Und die Handschuhe schützten sie vor dem kochendheißen Wasser und der Berührung mit Essensresten. Erica liebte ihre Handschuhe. Die Handschuhe waren praktisch unzerstörbar, sie bestanden aus demselben Material wie Arbeitsplatten und Fernsehröhren und wie es zur Elektroisolierung im Keller und bei den vulkanisierten Reifen am Auto benutzt wurde. Die Handschuhe bedeuteten ihr viel, egal, wie sie sich anfühlten, klamm oder trocken, ein Gefühl, das seinem eigenen, inneren Widerspruch trotzte.
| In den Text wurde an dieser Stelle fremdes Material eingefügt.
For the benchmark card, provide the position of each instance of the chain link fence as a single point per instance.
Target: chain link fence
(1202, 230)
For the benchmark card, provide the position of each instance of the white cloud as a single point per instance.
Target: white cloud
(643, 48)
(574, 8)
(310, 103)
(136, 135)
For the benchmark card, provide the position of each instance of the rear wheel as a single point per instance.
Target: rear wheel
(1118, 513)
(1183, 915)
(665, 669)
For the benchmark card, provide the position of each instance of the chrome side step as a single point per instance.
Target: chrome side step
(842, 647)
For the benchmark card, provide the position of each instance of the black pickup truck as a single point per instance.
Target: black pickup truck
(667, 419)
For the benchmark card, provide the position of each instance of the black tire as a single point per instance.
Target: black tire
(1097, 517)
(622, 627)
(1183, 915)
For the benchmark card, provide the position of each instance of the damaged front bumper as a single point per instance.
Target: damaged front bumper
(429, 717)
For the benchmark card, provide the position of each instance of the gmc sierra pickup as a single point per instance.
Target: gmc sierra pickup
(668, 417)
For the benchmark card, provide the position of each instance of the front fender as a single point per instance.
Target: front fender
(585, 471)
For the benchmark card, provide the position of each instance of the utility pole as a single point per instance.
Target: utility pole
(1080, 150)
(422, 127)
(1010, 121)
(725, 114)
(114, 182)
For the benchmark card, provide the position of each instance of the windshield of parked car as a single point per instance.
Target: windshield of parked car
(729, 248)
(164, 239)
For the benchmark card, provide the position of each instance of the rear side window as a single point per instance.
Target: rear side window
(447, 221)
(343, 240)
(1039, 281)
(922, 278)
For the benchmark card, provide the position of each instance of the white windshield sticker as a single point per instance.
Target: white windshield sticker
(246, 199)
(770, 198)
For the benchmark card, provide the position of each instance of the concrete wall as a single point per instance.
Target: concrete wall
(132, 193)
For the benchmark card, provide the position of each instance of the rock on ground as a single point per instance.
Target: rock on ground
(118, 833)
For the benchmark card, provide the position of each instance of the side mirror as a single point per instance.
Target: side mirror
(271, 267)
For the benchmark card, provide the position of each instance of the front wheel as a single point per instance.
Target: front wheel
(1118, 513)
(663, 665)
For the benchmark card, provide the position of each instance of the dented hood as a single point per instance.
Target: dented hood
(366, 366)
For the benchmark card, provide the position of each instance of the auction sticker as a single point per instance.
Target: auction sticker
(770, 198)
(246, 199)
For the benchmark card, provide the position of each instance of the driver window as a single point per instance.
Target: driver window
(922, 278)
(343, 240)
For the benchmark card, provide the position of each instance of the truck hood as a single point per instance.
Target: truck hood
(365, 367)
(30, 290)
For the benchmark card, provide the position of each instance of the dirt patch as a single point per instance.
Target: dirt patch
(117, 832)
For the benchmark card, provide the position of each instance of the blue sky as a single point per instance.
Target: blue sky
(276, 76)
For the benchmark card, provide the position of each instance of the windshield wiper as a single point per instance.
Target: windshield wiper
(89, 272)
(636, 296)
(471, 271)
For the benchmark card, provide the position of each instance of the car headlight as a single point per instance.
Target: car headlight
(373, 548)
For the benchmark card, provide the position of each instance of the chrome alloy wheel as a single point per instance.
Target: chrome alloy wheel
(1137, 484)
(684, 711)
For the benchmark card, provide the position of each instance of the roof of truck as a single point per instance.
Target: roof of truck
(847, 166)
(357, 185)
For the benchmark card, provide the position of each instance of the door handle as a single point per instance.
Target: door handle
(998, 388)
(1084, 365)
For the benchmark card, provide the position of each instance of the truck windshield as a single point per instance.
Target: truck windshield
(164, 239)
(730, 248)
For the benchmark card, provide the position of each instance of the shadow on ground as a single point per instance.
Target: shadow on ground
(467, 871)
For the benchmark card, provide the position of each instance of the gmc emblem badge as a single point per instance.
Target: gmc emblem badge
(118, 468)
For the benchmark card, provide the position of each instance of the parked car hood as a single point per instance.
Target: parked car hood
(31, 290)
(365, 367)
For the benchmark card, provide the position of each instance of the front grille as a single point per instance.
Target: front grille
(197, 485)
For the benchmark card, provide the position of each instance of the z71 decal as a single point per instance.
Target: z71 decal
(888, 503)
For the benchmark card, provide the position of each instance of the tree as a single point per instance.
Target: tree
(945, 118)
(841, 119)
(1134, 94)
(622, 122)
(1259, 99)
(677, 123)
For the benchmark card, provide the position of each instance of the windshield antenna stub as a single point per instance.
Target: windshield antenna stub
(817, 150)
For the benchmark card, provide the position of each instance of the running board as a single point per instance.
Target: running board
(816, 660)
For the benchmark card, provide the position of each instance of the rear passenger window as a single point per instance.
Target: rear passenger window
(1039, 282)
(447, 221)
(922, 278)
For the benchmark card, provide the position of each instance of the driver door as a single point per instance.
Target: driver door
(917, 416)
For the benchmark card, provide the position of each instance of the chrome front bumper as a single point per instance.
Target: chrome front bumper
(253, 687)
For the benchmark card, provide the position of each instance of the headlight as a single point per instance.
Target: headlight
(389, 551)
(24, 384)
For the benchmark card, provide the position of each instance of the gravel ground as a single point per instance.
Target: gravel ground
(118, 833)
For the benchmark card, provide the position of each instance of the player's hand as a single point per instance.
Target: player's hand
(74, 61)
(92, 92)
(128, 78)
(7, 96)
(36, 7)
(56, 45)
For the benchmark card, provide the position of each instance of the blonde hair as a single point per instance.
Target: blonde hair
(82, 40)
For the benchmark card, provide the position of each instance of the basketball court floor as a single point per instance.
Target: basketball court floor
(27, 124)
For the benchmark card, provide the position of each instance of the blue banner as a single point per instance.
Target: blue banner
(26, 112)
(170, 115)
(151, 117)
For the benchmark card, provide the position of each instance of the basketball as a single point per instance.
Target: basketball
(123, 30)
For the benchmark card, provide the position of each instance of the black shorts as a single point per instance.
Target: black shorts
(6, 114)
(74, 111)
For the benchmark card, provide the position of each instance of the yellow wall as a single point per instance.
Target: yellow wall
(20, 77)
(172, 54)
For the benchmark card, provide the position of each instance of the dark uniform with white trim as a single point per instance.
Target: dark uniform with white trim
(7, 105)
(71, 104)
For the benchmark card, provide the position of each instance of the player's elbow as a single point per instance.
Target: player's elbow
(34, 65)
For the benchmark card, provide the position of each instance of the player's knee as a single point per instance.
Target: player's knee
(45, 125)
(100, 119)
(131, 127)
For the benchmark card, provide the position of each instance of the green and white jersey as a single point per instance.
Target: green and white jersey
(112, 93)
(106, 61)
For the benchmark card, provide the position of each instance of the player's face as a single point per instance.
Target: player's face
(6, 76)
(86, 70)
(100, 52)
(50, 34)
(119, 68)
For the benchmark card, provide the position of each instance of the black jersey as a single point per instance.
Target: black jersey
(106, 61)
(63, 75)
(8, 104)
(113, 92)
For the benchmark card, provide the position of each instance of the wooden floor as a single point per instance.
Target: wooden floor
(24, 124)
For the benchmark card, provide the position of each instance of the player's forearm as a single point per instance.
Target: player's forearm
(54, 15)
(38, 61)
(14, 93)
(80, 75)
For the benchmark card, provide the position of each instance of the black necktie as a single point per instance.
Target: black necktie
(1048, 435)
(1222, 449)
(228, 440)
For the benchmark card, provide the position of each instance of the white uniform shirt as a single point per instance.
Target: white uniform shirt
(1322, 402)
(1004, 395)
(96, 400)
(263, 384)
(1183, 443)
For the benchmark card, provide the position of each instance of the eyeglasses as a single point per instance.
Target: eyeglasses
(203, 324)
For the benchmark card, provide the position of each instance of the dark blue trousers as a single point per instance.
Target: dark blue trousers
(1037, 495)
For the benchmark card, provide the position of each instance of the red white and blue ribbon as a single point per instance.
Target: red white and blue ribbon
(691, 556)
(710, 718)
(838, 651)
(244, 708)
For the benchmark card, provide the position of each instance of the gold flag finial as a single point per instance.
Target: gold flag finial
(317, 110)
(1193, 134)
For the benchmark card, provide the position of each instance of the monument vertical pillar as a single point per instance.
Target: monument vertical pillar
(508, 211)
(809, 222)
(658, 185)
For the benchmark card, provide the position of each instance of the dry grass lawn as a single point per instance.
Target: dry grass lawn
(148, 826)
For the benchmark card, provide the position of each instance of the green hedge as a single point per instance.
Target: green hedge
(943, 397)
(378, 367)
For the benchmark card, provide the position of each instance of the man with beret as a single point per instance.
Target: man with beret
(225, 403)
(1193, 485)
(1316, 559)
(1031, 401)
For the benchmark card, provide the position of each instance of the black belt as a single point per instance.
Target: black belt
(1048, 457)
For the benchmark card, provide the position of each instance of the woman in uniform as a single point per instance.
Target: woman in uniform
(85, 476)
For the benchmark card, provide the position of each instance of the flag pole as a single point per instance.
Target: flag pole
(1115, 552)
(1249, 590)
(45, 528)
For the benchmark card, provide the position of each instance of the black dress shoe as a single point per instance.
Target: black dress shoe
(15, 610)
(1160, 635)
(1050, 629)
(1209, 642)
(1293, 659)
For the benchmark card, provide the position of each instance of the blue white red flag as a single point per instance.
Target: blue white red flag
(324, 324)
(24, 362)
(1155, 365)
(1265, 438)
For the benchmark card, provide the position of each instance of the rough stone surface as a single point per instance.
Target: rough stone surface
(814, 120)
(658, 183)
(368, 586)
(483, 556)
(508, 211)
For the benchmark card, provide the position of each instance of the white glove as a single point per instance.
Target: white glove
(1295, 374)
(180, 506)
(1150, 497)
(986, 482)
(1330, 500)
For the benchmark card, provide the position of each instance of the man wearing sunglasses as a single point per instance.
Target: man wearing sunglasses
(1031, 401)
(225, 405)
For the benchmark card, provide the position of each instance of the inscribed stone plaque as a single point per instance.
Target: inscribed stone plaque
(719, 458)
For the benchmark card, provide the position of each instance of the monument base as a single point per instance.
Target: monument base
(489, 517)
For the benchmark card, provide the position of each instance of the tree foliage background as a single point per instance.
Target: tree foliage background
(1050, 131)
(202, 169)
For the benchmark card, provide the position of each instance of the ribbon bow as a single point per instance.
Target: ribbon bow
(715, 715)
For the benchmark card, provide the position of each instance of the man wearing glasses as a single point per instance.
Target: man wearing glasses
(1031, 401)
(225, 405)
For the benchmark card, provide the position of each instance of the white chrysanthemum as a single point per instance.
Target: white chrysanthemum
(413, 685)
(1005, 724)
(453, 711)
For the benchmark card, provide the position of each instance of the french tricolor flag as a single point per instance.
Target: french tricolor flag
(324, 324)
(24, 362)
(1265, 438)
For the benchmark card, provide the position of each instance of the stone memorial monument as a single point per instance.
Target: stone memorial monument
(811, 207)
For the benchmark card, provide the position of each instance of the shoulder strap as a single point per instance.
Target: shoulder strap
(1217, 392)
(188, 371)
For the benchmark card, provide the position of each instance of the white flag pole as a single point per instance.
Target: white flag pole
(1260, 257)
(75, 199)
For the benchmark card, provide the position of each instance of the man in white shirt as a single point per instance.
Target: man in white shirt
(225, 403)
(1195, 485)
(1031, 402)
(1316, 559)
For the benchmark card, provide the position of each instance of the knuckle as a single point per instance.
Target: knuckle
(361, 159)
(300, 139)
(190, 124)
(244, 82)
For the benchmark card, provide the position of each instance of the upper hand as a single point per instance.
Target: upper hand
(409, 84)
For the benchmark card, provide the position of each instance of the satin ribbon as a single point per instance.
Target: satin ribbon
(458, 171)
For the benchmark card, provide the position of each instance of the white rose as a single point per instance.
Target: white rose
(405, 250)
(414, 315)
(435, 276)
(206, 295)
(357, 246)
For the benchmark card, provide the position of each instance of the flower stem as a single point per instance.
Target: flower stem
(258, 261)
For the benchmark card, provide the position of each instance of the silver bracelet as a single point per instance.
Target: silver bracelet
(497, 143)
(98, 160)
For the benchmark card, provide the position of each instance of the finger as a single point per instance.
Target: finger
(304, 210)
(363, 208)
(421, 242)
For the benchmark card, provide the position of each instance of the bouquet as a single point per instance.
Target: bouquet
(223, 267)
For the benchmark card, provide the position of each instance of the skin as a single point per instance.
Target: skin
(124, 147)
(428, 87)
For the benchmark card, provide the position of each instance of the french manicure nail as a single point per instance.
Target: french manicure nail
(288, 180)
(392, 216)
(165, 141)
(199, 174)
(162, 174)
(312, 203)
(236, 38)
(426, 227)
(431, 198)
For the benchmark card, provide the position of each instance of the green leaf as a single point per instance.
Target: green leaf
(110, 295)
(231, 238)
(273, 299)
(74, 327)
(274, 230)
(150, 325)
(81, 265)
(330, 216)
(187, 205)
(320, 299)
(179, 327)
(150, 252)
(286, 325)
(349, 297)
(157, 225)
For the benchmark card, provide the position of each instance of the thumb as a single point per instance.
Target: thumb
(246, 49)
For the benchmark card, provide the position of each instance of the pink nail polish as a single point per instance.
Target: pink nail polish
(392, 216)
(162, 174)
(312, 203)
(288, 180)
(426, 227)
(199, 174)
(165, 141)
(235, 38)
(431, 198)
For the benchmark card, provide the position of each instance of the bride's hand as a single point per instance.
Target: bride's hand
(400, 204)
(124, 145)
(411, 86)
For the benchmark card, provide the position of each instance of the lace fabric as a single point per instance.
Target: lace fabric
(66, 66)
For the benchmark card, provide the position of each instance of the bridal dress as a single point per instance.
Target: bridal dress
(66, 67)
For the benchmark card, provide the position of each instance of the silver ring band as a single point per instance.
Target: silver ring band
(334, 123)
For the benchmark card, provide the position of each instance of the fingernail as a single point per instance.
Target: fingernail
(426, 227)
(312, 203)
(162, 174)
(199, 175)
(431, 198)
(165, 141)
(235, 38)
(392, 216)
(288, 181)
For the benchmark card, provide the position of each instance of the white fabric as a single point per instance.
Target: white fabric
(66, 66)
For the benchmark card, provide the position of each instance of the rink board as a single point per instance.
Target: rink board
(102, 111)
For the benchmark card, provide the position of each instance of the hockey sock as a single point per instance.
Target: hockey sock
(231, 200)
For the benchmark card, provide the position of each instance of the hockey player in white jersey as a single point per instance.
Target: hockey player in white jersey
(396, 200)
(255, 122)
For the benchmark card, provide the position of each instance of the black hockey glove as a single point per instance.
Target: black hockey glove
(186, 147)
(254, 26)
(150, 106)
Alle Dinge um sie her bedeuteten etwas. Dinge und Worte. Worte, an die man glauben, nach denen man leben konnte.
Laubengang
Fahrgemeinschaft
Frischefach
Bridgeparties
zusammensetzbar
nahtlos
Als sie in der Küche fertig war, beschloß sie, den Wohnzimmerteppich zu saugen, bis ihr klar wurde, daß das ihre Laune verschlechtern würde. Sie hatte vor kurzem einen neuen Staubsauger in Satellitenform gekauft, den sie mit großem Vergnügen durch den Raum schob, denn er summte leise und wirkte futuristisch und hoffnungsfroh, aber nun war sie gezwungen, ihn wehmütig anzuschauen, seit Sputnik war er ein klapperndes Objekt voller Selbstmitleid.
Stapelbare Stühle
Raumteiler
Zierkissen
Fruchtentsafter
Lagerwände
Backpapier
Sie wollte ihre Laune ein bißchen heben und etwas für das Kirchenfest am Samstag machen, das würde die Veranstaltung eine Spur aufpeppen.
Nicht in geschlossenen Räumen verwenden. Sie würde sechs Schüsseln von ihrem Jell-O-Antipastosalat zubereiten. Sechs Packungen Jell-O-Zitronengelatine. Sechs Teelöffel Salz. Sechs Tassen kochendes Wasser. Sechs Eßlöffel Essig.